Sial ini dia, aku sekarang merasa kayak di ujung tombak. Kalau di game adegan ini biasanya diberi dua opsi jawaban. Sama aja aku juga memiliki opsi, tapi yang ini berada di dalam otakku. Aku bisa terus berbohong bilang kalau aku punya 3 mantan atau aku bisa jujur dan bilang kalau aku gak pernah pacaran. Hmm, mending jujur aja gak sih, biar gak usah pusing ngarang cerita.
Hingga akhirnya Sastra memutuskan untuk jujur, "Jujur, aku ga pernah punya pacar, maaf aku punya 3 mantan itu cuma bohong." Ada keheningan yang membuat kedua penelepon itu menjadi canggung. Di sisi lain setelah Isabel mendengarkan keterangan Sastra dia menjatuhkan kepalanya ke bantal di sampingnya. Dia juga memilih untuk jujur dan berkata, "Sama, aku juga bohong tentang punya 5 mantan. Sebenarnya aku belum pernah punya pacar, gak ada yang mau sama aku." "Aku tau, pasti alasannya kamu itu ngeselin, suka mukul dan ngatain orang. Gak mungkin ada laki-laki yang tahan sama kamu," kata Sastra. Mendengar itu Isabel tidak marah atau tersinggung dia malah tersenyum. Dengan suara yang melankolis dia bertanya, "Tapi kamu mau telpon sama aku, apa kamu enggak merasa kesal?"

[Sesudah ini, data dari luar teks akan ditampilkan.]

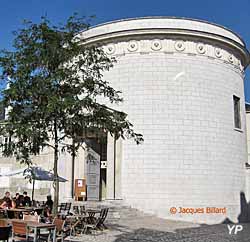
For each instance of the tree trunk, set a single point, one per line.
(73, 156)
(56, 181)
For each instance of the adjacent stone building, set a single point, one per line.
(183, 86)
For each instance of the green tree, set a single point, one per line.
(54, 83)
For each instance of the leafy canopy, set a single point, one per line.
(54, 83)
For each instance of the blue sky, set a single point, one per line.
(230, 13)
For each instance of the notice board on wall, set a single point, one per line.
(80, 189)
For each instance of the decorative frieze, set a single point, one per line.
(189, 47)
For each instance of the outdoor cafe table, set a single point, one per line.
(74, 220)
(18, 211)
(37, 227)
(91, 214)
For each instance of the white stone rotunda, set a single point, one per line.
(183, 86)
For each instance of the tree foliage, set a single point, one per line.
(55, 84)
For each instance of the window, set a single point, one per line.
(237, 121)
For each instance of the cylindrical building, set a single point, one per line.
(183, 88)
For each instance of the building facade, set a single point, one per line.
(182, 81)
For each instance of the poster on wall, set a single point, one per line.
(79, 183)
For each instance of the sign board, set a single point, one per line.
(80, 189)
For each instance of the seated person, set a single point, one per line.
(7, 202)
(26, 200)
(19, 200)
(48, 207)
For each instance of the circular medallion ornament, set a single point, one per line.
(218, 52)
(156, 45)
(179, 45)
(231, 58)
(110, 49)
(201, 48)
(132, 46)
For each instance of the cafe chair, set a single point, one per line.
(20, 232)
(32, 218)
(98, 223)
(61, 231)
(4, 223)
(5, 233)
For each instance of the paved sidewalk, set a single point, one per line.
(152, 229)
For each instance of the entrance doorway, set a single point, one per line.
(96, 174)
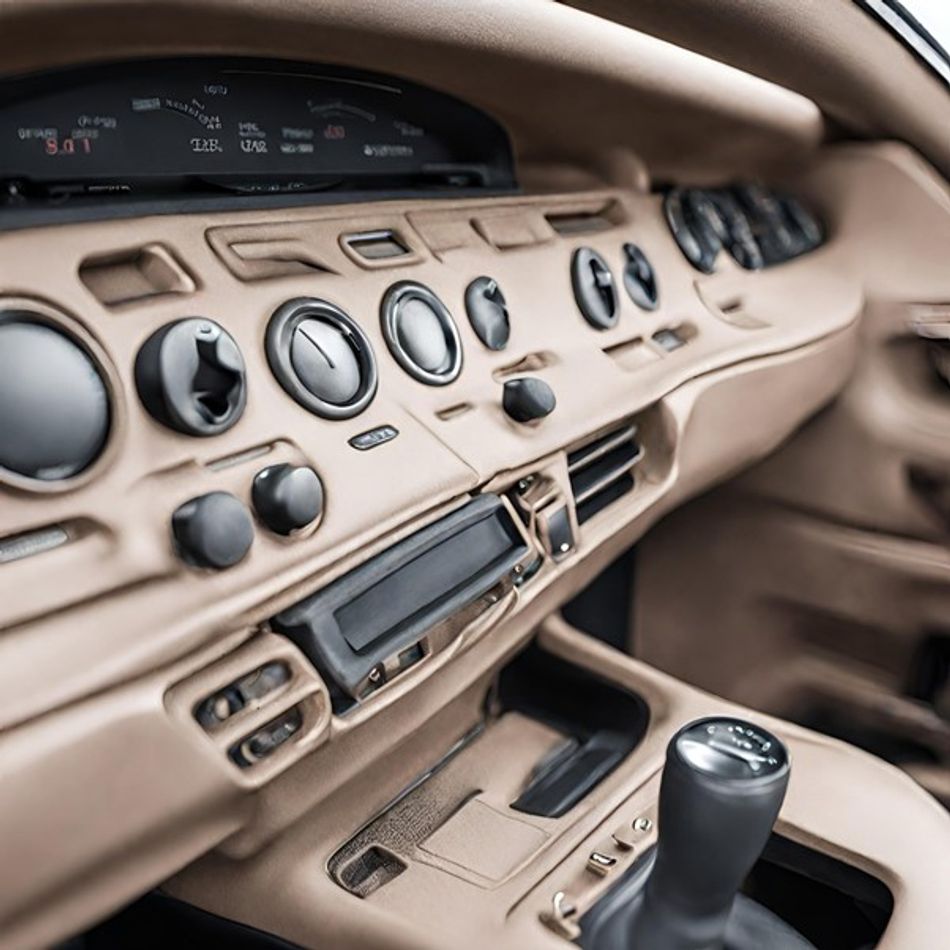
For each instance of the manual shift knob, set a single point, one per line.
(721, 791)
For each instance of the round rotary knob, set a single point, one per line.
(190, 377)
(527, 399)
(287, 497)
(213, 530)
(488, 312)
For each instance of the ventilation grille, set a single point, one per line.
(602, 471)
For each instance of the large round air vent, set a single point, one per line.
(322, 358)
(54, 404)
(421, 333)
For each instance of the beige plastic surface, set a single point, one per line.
(432, 906)
(92, 659)
(844, 567)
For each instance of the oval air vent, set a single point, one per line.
(322, 358)
(421, 333)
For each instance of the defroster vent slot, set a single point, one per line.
(602, 470)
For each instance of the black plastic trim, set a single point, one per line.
(387, 604)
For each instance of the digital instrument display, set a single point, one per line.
(241, 126)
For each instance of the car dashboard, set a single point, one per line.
(323, 386)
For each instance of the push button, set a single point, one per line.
(267, 740)
(222, 705)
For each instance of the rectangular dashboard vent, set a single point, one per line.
(589, 220)
(602, 471)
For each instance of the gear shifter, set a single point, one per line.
(721, 791)
(722, 787)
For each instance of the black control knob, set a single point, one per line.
(488, 312)
(213, 530)
(54, 405)
(723, 785)
(639, 278)
(190, 377)
(287, 497)
(527, 399)
(594, 288)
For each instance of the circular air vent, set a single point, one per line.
(55, 412)
(639, 278)
(322, 358)
(421, 333)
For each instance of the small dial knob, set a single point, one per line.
(527, 399)
(488, 312)
(213, 530)
(190, 377)
(287, 497)
(594, 288)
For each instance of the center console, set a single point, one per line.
(582, 798)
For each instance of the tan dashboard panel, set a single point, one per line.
(569, 87)
(123, 575)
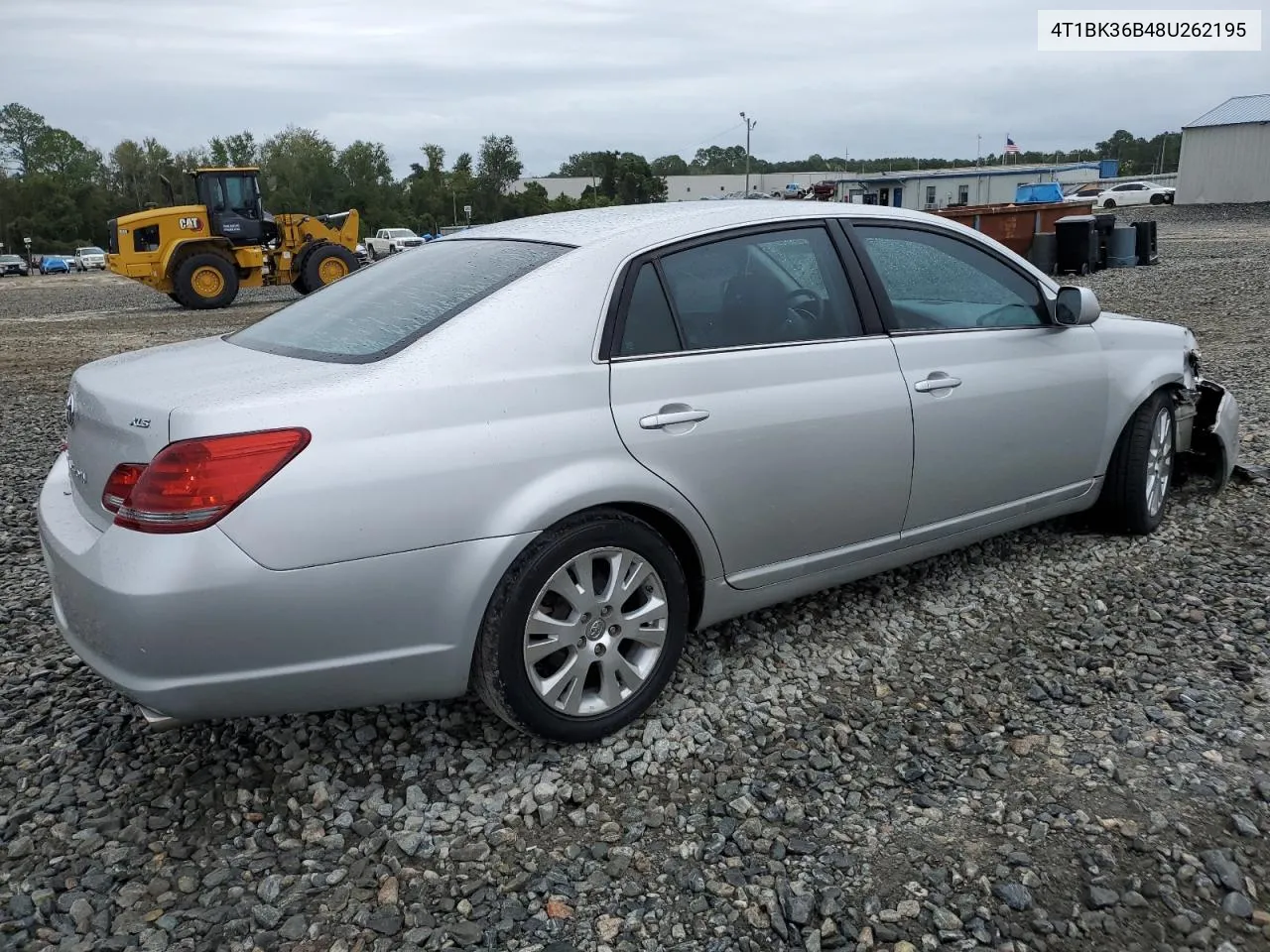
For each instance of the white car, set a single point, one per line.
(389, 241)
(1135, 193)
(87, 258)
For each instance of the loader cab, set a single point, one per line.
(232, 202)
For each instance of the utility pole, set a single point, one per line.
(749, 127)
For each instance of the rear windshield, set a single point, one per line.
(381, 308)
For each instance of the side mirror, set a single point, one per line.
(1076, 304)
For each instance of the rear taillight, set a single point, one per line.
(193, 483)
(118, 488)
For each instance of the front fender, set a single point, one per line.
(1142, 357)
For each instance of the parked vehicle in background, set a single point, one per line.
(90, 257)
(1135, 193)
(1083, 193)
(561, 444)
(13, 264)
(389, 241)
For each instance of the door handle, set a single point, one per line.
(937, 382)
(656, 421)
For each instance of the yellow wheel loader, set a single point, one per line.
(200, 254)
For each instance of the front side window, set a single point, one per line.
(939, 282)
(356, 320)
(770, 289)
(240, 193)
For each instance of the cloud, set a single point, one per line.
(656, 76)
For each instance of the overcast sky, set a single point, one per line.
(653, 76)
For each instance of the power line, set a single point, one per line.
(715, 137)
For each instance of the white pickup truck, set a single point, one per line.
(87, 258)
(389, 241)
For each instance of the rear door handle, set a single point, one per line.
(937, 382)
(656, 421)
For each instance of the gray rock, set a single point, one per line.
(1243, 825)
(1237, 904)
(1014, 895)
(465, 933)
(295, 928)
(1101, 897)
(386, 921)
(267, 915)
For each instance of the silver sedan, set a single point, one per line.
(534, 457)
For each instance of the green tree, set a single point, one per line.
(238, 150)
(670, 166)
(22, 131)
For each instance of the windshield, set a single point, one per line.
(376, 312)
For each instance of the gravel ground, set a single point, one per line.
(1052, 740)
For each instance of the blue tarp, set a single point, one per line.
(1039, 191)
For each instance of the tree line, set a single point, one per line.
(60, 191)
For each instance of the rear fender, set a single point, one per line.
(606, 483)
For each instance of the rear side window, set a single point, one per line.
(649, 326)
(376, 312)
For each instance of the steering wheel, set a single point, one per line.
(799, 302)
(991, 317)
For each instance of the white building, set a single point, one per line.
(690, 188)
(1225, 154)
(925, 189)
(912, 188)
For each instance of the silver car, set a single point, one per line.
(534, 457)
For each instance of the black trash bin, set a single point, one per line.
(1076, 244)
(1148, 252)
(1043, 250)
(1105, 222)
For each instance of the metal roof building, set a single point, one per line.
(928, 189)
(1225, 154)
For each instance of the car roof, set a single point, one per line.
(639, 225)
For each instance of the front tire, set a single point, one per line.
(206, 281)
(584, 630)
(1141, 471)
(326, 264)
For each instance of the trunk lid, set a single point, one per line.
(118, 411)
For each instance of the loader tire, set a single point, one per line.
(206, 281)
(326, 264)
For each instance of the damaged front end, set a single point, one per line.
(1207, 420)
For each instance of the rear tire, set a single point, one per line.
(607, 666)
(206, 281)
(1141, 471)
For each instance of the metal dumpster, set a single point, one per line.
(1014, 225)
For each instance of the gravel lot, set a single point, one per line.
(1053, 740)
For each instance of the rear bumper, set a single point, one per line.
(190, 627)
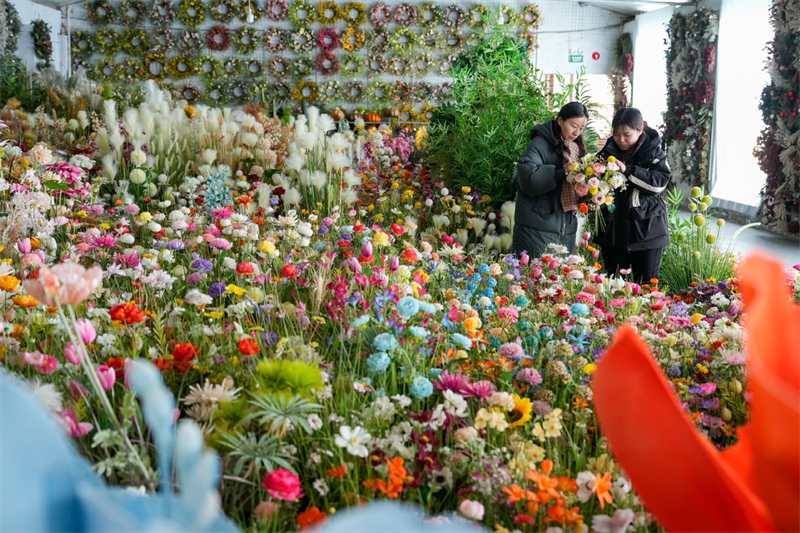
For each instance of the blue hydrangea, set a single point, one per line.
(407, 307)
(360, 321)
(579, 309)
(421, 387)
(418, 332)
(385, 342)
(378, 362)
(462, 340)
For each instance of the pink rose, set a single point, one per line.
(283, 485)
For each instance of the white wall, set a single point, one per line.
(30, 11)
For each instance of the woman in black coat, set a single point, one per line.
(637, 231)
(540, 218)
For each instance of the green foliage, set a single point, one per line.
(693, 254)
(477, 137)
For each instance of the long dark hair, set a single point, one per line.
(571, 110)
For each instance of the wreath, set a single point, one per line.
(304, 66)
(246, 40)
(327, 13)
(506, 15)
(42, 43)
(162, 41)
(157, 62)
(162, 13)
(453, 16)
(429, 14)
(217, 92)
(379, 40)
(222, 10)
(210, 68)
(354, 13)
(452, 41)
(377, 65)
(275, 40)
(478, 16)
(192, 13)
(108, 41)
(82, 44)
(380, 15)
(302, 41)
(277, 10)
(379, 92)
(328, 39)
(422, 63)
(402, 40)
(428, 40)
(329, 92)
(351, 65)
(327, 63)
(135, 42)
(301, 14)
(354, 91)
(180, 67)
(306, 90)
(398, 64)
(405, 15)
(530, 16)
(125, 16)
(353, 39)
(233, 67)
(100, 12)
(190, 43)
(240, 10)
(188, 93)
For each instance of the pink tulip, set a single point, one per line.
(70, 283)
(73, 353)
(107, 376)
(85, 329)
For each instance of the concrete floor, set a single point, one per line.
(757, 238)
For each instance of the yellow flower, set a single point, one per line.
(521, 412)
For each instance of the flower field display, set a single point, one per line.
(342, 326)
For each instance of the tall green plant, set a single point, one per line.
(477, 137)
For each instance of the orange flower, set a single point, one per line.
(603, 485)
(752, 485)
(25, 300)
(311, 516)
(337, 472)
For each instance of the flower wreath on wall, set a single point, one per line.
(691, 62)
(222, 10)
(778, 150)
(275, 40)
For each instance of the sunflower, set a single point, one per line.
(521, 412)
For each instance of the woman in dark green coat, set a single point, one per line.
(541, 217)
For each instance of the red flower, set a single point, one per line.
(127, 313)
(248, 346)
(183, 354)
(289, 271)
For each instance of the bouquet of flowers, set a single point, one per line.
(598, 179)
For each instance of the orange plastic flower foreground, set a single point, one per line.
(682, 479)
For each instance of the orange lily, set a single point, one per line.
(682, 479)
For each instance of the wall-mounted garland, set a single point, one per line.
(778, 150)
(691, 63)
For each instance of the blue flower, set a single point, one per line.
(378, 362)
(421, 387)
(463, 340)
(579, 309)
(385, 342)
(418, 332)
(407, 307)
(360, 321)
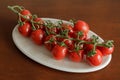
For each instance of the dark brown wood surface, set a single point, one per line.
(103, 16)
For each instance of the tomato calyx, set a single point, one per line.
(107, 44)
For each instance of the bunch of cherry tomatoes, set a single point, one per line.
(63, 39)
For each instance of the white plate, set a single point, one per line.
(44, 57)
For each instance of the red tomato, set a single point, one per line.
(69, 43)
(88, 47)
(95, 59)
(37, 36)
(75, 35)
(68, 27)
(105, 50)
(40, 21)
(76, 56)
(25, 13)
(50, 42)
(59, 52)
(81, 26)
(25, 29)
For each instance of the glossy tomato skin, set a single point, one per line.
(96, 59)
(25, 29)
(59, 52)
(69, 28)
(105, 50)
(37, 36)
(88, 47)
(26, 13)
(50, 44)
(69, 43)
(82, 37)
(81, 26)
(76, 56)
(40, 25)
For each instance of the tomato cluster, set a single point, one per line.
(63, 40)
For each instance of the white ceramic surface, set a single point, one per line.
(44, 57)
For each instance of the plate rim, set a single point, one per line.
(57, 68)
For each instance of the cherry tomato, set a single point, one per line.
(59, 52)
(105, 50)
(75, 35)
(95, 59)
(50, 42)
(25, 29)
(88, 47)
(81, 26)
(37, 36)
(68, 27)
(69, 43)
(40, 25)
(76, 56)
(25, 13)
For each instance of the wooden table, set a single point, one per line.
(103, 16)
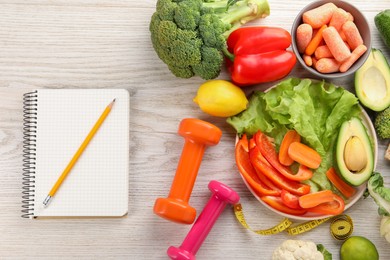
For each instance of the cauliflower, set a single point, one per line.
(297, 250)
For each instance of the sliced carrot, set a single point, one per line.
(336, 45)
(308, 60)
(305, 155)
(248, 172)
(316, 198)
(315, 41)
(304, 35)
(320, 15)
(290, 137)
(339, 17)
(352, 34)
(276, 203)
(345, 189)
(323, 52)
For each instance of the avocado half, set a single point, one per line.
(354, 153)
(372, 82)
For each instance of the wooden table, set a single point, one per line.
(106, 44)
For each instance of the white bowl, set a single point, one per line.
(351, 201)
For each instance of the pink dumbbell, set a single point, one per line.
(222, 195)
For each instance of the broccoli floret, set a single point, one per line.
(190, 35)
(382, 124)
(210, 65)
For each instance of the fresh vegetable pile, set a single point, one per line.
(329, 40)
(190, 35)
(296, 123)
(258, 54)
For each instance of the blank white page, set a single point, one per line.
(97, 185)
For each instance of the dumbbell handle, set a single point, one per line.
(187, 170)
(222, 195)
(203, 225)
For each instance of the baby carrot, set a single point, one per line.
(290, 137)
(308, 60)
(304, 35)
(305, 155)
(315, 41)
(339, 17)
(327, 65)
(350, 17)
(352, 35)
(345, 189)
(356, 54)
(335, 44)
(323, 52)
(316, 198)
(319, 16)
(314, 61)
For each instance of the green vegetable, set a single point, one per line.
(358, 248)
(315, 109)
(379, 193)
(327, 255)
(372, 81)
(382, 23)
(385, 228)
(190, 35)
(382, 123)
(354, 153)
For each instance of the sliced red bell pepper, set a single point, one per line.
(273, 175)
(267, 149)
(290, 200)
(334, 207)
(264, 179)
(258, 54)
(248, 172)
(276, 203)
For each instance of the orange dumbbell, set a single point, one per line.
(197, 135)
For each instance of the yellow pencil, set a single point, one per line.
(76, 156)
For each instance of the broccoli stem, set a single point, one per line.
(240, 12)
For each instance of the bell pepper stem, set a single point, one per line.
(228, 54)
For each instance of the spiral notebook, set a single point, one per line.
(56, 122)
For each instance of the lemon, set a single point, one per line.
(358, 248)
(221, 98)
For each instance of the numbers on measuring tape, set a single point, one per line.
(341, 225)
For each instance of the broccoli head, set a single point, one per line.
(382, 124)
(189, 36)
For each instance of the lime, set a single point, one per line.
(358, 248)
(221, 98)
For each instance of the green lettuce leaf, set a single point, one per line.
(315, 109)
(379, 193)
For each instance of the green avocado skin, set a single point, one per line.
(382, 23)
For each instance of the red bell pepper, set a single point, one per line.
(273, 175)
(248, 172)
(258, 54)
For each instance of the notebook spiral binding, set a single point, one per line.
(29, 152)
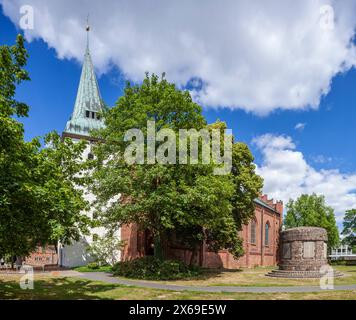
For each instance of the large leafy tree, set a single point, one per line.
(183, 199)
(39, 202)
(349, 228)
(311, 211)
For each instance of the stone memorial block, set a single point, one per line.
(309, 249)
(325, 250)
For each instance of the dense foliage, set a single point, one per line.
(349, 228)
(165, 198)
(151, 268)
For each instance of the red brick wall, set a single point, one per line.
(257, 254)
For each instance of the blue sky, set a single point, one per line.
(324, 150)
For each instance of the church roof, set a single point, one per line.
(88, 102)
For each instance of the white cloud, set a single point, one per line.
(288, 175)
(300, 126)
(258, 55)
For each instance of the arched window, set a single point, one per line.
(253, 232)
(267, 234)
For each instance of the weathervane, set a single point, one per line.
(88, 26)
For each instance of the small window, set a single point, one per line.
(266, 234)
(253, 232)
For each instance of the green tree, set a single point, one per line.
(349, 228)
(311, 211)
(188, 200)
(39, 203)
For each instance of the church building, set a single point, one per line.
(260, 236)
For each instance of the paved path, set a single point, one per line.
(107, 277)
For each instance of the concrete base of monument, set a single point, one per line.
(301, 274)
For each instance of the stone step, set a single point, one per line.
(299, 274)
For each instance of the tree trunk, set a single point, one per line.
(192, 257)
(158, 252)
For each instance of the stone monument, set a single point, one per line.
(303, 253)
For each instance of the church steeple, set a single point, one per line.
(88, 102)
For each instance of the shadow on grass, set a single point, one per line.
(55, 288)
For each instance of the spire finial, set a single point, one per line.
(88, 26)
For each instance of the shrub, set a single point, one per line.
(93, 265)
(151, 268)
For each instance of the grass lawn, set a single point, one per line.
(52, 287)
(100, 269)
(257, 278)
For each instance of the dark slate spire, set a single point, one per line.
(88, 103)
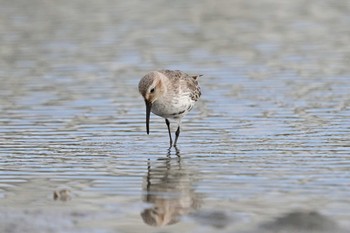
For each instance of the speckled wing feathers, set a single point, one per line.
(189, 82)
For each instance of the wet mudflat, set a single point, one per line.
(266, 149)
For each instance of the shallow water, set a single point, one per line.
(267, 144)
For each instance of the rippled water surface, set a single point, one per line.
(265, 149)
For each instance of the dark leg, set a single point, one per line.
(168, 124)
(177, 133)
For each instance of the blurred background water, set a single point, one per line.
(265, 149)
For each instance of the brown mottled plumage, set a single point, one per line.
(170, 94)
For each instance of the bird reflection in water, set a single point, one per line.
(168, 186)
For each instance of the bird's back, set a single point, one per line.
(182, 92)
(182, 82)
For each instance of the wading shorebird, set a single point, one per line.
(170, 94)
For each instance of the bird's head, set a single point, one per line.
(151, 87)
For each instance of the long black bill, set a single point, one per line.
(148, 112)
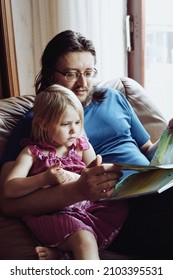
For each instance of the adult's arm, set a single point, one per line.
(89, 186)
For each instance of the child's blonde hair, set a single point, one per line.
(49, 106)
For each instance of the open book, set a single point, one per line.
(157, 177)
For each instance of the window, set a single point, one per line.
(159, 53)
(151, 60)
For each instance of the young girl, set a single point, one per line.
(58, 147)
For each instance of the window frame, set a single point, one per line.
(8, 62)
(136, 57)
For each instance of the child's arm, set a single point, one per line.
(17, 183)
(88, 155)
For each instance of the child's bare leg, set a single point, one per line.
(82, 244)
(45, 253)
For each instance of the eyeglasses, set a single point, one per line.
(73, 76)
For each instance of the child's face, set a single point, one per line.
(68, 129)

Sastra menghela napasnya sambil berpikir. Biasanya laki-laki dalam situasi ini akan menjawab tentang betapa cantiknya perempuan yang sedang ditelepon. Tapi semua itu didasari oleh rasa cinta pada perempuan yang sedang mereka telepon. Di situasi ini Sastra masih bvelum merasakan apapun, dia merasa kosong tanpa ada rasa cinta. Namun, karena Sastra penasaran dengan bagaimana hubungan ini akan berjalan dia menjawab, "Jujur aku merasa senang kalau ngobrol sama kamu." Mereka lanjut telepon dan baru selesai pada jam 11 malam. Kemudian keduanya tidur pulas terutama Isabel yang saking senangnya terus tersenyum sampai terbawa ke dalam mimpi.